2016年2月4日木曜日

冠攣縮性狭心症について



疑わしいけど心電図変化が捕まらないケースに出会ったので
冠攣縮性狭心症の診断と治療に関するガイドライン(2013年改訂版)に従ってまとめます。


診断アルゴリズム


特に、参考項目は問診で明らかにするために記憶すべき事項だと思います。


自覚症状では抑えるべき事項はほかに以下の通り

・持続時間は数分~15分で、しばしば放散する
・器質性凶作と比べ持続時間が長い
・過換気のほか飲酒でも誘発されうる
・発作に伴いしばしば不整脈が出現する
・毎日数回頻発することもあれば、数年生じないこともある
・夜間から早朝の安静時に出現するが午後は激しい労作によっても誘発されない(著名な日内変動)

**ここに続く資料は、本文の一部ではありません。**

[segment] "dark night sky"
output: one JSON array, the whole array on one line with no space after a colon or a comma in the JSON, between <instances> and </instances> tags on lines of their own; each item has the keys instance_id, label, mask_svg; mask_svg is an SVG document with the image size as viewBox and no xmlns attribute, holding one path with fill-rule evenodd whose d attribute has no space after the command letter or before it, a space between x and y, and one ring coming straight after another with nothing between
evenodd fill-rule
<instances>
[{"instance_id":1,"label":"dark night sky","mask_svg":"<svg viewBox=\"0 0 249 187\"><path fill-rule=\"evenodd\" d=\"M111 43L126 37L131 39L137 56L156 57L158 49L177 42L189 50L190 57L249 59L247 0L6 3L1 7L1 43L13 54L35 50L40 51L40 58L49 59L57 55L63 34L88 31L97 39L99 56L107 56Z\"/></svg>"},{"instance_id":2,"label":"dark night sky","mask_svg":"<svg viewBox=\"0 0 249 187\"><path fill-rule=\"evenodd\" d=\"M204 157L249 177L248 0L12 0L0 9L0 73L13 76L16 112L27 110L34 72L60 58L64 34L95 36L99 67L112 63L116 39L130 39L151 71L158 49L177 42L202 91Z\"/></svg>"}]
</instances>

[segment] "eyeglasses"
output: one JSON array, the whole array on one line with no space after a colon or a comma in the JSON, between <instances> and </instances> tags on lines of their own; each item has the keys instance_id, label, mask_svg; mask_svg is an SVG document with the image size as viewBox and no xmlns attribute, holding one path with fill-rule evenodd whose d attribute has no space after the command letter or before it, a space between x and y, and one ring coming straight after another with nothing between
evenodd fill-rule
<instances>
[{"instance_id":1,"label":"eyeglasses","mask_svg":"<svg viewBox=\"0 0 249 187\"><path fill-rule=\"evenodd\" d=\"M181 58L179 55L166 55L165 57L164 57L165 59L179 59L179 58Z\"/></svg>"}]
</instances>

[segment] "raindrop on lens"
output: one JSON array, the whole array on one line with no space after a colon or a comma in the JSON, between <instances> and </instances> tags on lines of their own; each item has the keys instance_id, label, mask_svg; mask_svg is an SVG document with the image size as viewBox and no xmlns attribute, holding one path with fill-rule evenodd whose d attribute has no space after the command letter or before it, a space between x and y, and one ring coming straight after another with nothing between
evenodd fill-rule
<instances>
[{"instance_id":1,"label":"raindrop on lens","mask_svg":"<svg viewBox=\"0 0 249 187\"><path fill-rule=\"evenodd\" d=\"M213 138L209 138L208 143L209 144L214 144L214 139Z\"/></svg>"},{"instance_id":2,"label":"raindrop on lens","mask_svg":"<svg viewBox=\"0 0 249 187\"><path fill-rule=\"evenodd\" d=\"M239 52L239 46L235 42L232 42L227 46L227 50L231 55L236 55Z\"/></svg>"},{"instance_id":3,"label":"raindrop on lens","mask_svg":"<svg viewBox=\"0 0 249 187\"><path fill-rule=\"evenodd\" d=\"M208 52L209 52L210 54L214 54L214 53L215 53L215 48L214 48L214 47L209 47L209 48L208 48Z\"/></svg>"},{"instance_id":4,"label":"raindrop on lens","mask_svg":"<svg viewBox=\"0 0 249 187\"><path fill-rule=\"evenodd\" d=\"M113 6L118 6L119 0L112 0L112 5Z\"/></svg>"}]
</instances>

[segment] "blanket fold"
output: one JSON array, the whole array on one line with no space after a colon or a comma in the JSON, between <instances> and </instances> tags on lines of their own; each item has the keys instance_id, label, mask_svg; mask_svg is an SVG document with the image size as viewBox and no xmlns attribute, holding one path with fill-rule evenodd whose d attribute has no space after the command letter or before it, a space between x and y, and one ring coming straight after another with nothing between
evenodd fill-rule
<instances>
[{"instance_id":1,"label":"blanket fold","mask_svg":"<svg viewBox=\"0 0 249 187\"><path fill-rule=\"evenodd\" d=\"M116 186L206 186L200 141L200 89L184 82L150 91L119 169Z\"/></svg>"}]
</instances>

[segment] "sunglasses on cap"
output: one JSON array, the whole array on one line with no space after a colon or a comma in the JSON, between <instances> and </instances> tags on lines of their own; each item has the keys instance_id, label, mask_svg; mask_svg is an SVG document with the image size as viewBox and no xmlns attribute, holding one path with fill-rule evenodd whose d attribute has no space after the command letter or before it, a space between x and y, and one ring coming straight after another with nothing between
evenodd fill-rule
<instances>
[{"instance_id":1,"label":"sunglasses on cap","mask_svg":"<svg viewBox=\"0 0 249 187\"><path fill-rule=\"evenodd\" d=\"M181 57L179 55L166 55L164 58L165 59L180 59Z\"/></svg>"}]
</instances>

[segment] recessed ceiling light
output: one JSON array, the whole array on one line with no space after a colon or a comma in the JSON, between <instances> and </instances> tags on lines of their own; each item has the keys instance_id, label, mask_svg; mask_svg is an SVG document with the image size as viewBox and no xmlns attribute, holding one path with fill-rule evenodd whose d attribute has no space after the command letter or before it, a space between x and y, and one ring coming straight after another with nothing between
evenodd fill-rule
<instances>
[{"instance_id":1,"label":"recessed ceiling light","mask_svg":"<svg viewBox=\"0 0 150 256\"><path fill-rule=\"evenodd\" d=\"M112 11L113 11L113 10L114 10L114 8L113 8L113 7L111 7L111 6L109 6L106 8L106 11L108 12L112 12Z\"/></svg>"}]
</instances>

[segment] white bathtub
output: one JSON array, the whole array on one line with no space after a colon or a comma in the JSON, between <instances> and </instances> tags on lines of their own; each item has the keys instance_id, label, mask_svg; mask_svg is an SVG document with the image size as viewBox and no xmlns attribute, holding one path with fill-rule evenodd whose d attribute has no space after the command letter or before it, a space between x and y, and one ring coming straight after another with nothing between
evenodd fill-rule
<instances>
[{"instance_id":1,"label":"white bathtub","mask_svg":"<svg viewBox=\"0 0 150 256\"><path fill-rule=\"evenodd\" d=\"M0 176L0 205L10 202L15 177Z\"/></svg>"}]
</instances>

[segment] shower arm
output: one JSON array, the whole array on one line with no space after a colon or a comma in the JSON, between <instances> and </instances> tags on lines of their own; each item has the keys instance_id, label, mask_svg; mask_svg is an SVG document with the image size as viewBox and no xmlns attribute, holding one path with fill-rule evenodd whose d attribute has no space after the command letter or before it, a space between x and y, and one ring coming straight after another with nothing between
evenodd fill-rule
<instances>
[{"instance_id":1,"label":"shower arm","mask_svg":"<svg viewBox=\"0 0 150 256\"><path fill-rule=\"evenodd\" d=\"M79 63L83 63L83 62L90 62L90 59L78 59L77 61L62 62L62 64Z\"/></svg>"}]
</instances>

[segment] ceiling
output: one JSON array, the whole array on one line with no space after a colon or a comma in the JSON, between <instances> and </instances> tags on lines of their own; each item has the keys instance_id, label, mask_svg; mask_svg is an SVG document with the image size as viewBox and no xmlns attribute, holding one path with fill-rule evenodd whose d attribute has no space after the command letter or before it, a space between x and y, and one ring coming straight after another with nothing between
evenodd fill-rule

治療は、生活習慣の改善、高血圧・耐糖能異常・脂質異常症などの是正のほかに

・発作時硝酸薬
・予防目的の長時間作用型硝酸薬(耐性を避けるため休薬が必要)
・カルシウム拮抗薬
などが推奨されています。

冠狭窄併存例でβ遮断薬を用いる場合は長時間型カルシウム拮抗薬を併用するよう書かれています。